Concerned about high query times

Hi there,

We recently decided use Elasticsearch for our website. Rewrote the website, including mobile apps in a short time. So the time we publish the website and apps , something went wrong in our elastic nodes. We have nearly 250ms query time and we are concerned about it. By the way, could you help us to find the root cause and optimize queries and any suggestion to use elasticsearch better. We have currently 4000 concurrent users, and about 2700 pageviews.

So here are configuration to give you more info about what we have ;
4 nodes
Each node have 32 GB RAM
Xeon 2.10 ghz proccessors

Query times ;

Last snaphsot of hot threads ;
{node-2}
Hot threads at 2016-07-01T09:26:08.643Z, interval=500ms, busiestThreads=3, ignoreIdleThreads=true:

31.3% (156.2ms out of 500ms) cpu usage by thread 'elasticsearch[node-2][search][T#11]'
2/10 snapshots sharing following 21 elements
org.elasticsearch.search.aggregations.bucket.BucketsAggregator.collectExistingBucket(BucketsAggregator.java:80)
org.elasticsearch.search.aggregations.bucket.BucketsAggregator.collectBucket(BucketsAggregator.java:72)
org.elasticsearch.search.aggregations.bucket.global.GlobalAggregator$1.collect(GlobalAggregator.java:54)
org.elasticsearch.search.aggregations.LeafBucketCollector$3.collect(LeafBucketCollector.java:73)
org.elasticsearch.search.aggregations.LeafBucketCollector.collect(LeafBucketCollector.java:88)
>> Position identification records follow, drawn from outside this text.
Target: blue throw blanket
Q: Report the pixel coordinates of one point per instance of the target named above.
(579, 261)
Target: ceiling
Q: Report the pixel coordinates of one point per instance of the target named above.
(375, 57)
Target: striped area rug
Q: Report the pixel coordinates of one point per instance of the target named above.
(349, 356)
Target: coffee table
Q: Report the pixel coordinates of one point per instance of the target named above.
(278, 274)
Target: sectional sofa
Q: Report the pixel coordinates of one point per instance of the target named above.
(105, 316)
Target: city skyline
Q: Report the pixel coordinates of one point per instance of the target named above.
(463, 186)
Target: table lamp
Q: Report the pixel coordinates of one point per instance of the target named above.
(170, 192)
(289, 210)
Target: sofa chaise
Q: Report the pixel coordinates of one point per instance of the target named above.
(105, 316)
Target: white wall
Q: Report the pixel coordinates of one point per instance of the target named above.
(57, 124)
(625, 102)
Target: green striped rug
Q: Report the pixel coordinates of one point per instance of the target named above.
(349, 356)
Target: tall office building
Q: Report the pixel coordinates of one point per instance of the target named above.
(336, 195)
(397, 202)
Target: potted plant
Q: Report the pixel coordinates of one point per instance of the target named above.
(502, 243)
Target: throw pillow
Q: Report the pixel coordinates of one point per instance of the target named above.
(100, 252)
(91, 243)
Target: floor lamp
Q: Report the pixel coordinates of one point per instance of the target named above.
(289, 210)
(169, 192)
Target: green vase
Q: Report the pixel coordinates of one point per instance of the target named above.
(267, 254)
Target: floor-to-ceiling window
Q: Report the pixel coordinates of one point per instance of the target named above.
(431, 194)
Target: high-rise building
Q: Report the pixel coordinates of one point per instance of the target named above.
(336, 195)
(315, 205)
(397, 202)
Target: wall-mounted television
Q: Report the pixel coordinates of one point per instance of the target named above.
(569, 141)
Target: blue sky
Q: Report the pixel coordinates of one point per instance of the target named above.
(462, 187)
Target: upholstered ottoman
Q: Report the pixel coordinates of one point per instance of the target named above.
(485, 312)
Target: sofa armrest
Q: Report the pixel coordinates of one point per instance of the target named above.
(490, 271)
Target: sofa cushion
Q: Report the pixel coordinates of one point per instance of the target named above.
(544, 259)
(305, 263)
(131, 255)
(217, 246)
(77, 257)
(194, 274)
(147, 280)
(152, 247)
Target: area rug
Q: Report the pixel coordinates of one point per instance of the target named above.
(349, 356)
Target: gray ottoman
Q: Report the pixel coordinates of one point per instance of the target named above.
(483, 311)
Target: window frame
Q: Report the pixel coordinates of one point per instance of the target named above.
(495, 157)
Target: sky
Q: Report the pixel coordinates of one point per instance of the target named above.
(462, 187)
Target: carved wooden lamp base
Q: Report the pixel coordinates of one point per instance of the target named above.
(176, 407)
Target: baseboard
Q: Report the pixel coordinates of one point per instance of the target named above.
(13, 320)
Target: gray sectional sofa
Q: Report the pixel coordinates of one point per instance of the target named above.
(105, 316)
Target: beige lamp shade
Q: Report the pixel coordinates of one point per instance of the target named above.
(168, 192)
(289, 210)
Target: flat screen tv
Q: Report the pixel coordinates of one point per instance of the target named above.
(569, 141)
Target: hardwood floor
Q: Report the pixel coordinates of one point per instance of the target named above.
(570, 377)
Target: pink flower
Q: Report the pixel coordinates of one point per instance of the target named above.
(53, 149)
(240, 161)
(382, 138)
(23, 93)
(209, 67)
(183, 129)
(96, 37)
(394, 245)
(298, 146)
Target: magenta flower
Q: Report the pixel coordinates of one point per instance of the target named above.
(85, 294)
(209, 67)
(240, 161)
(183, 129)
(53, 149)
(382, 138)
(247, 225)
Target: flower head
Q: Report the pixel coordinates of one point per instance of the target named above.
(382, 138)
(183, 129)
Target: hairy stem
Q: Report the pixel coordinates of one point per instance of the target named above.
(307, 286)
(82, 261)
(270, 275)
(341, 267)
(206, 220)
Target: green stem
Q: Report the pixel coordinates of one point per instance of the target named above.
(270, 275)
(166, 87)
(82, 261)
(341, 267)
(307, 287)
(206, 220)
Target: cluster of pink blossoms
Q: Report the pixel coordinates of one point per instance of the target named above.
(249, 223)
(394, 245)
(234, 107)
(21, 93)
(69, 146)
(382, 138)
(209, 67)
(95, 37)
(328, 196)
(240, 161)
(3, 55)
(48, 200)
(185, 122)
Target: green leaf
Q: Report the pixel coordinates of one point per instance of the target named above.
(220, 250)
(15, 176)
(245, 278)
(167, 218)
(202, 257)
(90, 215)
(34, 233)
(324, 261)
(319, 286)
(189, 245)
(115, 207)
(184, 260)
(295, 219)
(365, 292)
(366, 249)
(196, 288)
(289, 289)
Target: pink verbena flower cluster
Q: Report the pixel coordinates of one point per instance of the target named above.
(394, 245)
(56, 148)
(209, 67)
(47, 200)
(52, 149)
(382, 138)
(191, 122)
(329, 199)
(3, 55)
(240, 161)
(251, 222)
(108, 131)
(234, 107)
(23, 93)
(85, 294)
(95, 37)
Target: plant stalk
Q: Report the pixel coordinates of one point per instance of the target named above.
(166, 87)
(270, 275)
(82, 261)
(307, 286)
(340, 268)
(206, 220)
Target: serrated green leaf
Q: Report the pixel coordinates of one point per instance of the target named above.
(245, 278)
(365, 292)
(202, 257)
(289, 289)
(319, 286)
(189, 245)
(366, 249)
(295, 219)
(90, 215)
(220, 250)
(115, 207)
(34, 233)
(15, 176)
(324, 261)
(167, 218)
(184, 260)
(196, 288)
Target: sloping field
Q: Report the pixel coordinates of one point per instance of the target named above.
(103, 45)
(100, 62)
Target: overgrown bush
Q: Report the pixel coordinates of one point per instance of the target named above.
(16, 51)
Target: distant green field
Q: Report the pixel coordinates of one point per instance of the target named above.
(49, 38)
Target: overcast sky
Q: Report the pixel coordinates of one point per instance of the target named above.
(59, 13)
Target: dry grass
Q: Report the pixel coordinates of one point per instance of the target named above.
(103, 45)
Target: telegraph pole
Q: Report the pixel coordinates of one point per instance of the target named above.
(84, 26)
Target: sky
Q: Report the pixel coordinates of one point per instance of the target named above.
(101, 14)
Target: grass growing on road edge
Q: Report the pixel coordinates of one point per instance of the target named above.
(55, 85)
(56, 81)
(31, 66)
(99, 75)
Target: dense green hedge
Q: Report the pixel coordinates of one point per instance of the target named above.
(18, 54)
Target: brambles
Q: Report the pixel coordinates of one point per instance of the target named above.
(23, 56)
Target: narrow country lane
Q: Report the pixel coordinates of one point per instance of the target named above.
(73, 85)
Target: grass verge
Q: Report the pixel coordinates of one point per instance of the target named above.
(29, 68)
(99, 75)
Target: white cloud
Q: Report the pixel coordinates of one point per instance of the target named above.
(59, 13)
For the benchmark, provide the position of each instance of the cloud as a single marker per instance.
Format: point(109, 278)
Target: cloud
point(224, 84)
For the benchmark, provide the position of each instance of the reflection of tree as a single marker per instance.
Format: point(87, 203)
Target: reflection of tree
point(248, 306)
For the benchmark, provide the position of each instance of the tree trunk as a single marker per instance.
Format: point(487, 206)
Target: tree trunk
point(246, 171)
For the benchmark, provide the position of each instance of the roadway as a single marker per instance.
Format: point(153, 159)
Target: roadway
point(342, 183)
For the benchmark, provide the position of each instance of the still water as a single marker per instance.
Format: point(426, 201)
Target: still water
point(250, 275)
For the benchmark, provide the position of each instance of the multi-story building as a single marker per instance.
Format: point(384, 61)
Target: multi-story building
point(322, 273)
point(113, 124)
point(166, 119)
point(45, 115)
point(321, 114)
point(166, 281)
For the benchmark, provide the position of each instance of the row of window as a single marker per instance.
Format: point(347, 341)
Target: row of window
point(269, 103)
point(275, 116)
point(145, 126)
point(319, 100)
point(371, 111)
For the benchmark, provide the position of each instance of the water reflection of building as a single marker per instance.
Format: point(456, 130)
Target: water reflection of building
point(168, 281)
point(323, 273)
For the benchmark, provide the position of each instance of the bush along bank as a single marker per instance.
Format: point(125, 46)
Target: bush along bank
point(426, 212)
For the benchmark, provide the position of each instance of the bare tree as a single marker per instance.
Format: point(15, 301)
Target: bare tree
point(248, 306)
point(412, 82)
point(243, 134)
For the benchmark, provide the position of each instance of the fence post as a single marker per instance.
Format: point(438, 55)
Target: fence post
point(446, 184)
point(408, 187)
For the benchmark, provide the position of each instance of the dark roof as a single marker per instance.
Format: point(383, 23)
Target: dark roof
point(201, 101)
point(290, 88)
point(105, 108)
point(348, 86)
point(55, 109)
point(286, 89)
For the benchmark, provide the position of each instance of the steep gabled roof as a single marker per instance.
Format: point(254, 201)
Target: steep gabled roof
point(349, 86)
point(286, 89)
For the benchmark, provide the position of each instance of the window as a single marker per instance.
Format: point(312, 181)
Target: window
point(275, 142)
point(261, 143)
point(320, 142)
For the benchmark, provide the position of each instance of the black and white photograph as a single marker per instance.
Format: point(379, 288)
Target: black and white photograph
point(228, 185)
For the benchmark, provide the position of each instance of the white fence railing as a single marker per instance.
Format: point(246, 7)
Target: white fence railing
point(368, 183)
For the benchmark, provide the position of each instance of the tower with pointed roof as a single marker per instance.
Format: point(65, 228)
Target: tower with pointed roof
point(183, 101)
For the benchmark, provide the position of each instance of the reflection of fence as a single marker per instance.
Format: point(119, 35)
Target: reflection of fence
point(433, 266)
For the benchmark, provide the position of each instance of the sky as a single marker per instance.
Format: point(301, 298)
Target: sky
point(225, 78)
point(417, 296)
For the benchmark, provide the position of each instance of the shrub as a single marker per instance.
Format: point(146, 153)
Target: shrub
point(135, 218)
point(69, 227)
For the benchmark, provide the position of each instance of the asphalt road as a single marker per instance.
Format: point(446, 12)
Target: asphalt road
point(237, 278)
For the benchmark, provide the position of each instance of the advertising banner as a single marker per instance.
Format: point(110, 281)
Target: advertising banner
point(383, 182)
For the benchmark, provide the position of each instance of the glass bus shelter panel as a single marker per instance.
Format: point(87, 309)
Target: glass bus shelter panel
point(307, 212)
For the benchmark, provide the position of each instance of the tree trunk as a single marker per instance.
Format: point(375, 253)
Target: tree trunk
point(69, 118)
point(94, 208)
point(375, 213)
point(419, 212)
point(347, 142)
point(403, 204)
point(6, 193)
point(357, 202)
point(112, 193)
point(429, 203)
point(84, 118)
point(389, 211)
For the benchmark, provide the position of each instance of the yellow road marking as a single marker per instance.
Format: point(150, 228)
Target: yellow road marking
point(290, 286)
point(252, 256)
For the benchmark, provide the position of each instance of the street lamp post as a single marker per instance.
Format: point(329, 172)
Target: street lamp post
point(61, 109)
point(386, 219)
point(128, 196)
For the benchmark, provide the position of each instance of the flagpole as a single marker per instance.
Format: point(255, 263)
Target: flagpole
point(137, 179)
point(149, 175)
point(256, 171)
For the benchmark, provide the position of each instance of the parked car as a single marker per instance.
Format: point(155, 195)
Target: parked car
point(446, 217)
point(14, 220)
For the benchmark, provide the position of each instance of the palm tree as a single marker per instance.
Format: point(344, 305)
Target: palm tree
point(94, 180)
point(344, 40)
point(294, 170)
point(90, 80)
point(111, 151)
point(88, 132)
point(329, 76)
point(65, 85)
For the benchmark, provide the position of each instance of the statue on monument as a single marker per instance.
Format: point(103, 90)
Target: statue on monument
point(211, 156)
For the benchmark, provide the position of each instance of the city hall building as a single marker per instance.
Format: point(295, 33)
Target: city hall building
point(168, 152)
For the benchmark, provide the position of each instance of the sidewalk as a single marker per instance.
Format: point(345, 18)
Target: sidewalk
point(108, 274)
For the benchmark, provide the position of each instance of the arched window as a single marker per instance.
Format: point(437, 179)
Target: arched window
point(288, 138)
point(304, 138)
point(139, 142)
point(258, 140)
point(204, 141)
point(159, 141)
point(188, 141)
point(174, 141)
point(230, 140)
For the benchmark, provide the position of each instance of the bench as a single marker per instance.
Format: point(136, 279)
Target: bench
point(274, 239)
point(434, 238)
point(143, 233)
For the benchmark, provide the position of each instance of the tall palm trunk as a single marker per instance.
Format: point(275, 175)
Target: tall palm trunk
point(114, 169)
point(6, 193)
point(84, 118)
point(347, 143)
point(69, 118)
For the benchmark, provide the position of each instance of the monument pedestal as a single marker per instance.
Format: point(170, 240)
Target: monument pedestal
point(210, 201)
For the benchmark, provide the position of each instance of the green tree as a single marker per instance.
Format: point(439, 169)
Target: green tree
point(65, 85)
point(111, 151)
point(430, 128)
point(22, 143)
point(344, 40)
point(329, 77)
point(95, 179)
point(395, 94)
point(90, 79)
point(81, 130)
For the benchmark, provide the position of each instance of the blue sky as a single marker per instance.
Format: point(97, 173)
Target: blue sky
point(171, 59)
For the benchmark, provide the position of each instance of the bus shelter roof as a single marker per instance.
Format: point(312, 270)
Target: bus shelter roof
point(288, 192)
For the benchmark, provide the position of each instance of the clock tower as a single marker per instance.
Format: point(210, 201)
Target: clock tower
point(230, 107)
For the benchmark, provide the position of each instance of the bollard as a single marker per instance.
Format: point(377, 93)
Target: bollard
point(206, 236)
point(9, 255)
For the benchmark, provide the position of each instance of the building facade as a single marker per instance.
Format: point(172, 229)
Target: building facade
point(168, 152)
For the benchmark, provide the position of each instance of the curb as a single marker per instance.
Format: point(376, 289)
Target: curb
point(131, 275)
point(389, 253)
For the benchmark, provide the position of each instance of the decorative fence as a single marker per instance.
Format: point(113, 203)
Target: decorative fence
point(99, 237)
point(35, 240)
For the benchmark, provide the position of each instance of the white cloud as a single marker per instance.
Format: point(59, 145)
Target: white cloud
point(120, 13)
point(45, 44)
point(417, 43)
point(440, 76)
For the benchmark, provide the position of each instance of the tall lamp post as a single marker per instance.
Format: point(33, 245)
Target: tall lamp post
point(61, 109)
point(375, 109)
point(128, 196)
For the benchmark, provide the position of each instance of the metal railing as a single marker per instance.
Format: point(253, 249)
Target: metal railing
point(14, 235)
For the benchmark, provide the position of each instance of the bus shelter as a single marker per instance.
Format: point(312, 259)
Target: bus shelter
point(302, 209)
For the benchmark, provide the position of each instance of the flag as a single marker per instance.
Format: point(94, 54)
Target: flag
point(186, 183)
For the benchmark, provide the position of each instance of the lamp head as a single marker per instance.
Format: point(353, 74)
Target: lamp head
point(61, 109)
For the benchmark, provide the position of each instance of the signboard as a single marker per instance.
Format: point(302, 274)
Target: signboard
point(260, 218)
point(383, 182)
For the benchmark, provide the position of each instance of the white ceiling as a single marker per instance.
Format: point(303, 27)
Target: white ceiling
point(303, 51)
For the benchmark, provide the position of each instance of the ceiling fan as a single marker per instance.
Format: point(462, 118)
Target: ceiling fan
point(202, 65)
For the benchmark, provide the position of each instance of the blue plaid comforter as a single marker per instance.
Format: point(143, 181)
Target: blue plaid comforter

131.3% (656.2ms out of 500ms) cpu usage by thread 'elasticsearch[node-4][search][T#10]'
2/10 snapshots sharing following 19 elements
org.elasticsearch.search.aggregations.bucket.terms.InternalTerms.doReduce(InternalTerms.java:212)
org.elasticsearch.search.aggregations.InternalAggregation.reduce(InternalAggregation.java:153)
org.elasticsearch.search.aggregations.InternalAggregations.reduce(InternalAggregations.java:170)
org.elasticsearch.search.aggregations.bucket.terms.InternalTerms$Bucket.reduce(InternalTerms.java:110)
org.elasticsearch.search.aggregations.bucket.terms.InternalTerms.doReduce(InternalTerms.java:220)
org.elasticsearch.search.aggregations.InternalAggregation.reduce(InternalAggregation.java:153)
org.elasticsearch.search.aggregations.InternalAggregations.reduce(InternalAggregations.java:170)

125.0% (625ms out of 500ms) cpu usage by thread 'elasticsearch[node-4][search][T#19]'
5/10 snapshots sharing following 26 elements
org.elasticsearch.search.aggregations.AggregatorFactory$1$1.collect(AggregatorFactory.java:208) org.elasticsearch.search.aggregations.bucket.BucketsAggregator.collectExistingBucket(BucketsAggregator.java:80)
org.elasticsearch.search.aggregations.bucket.BucketsAggregator.collectBucket(BucketsAggregator.java:72)
org.elasticsearch.search.aggregations.bucket.nested.NestedAggregator$1.collect(NestedAggregator.java:112)
org.elasticsearch.search.aggregations.AggregatorFactory$1$1.collect(AggregatorFactory.java:208)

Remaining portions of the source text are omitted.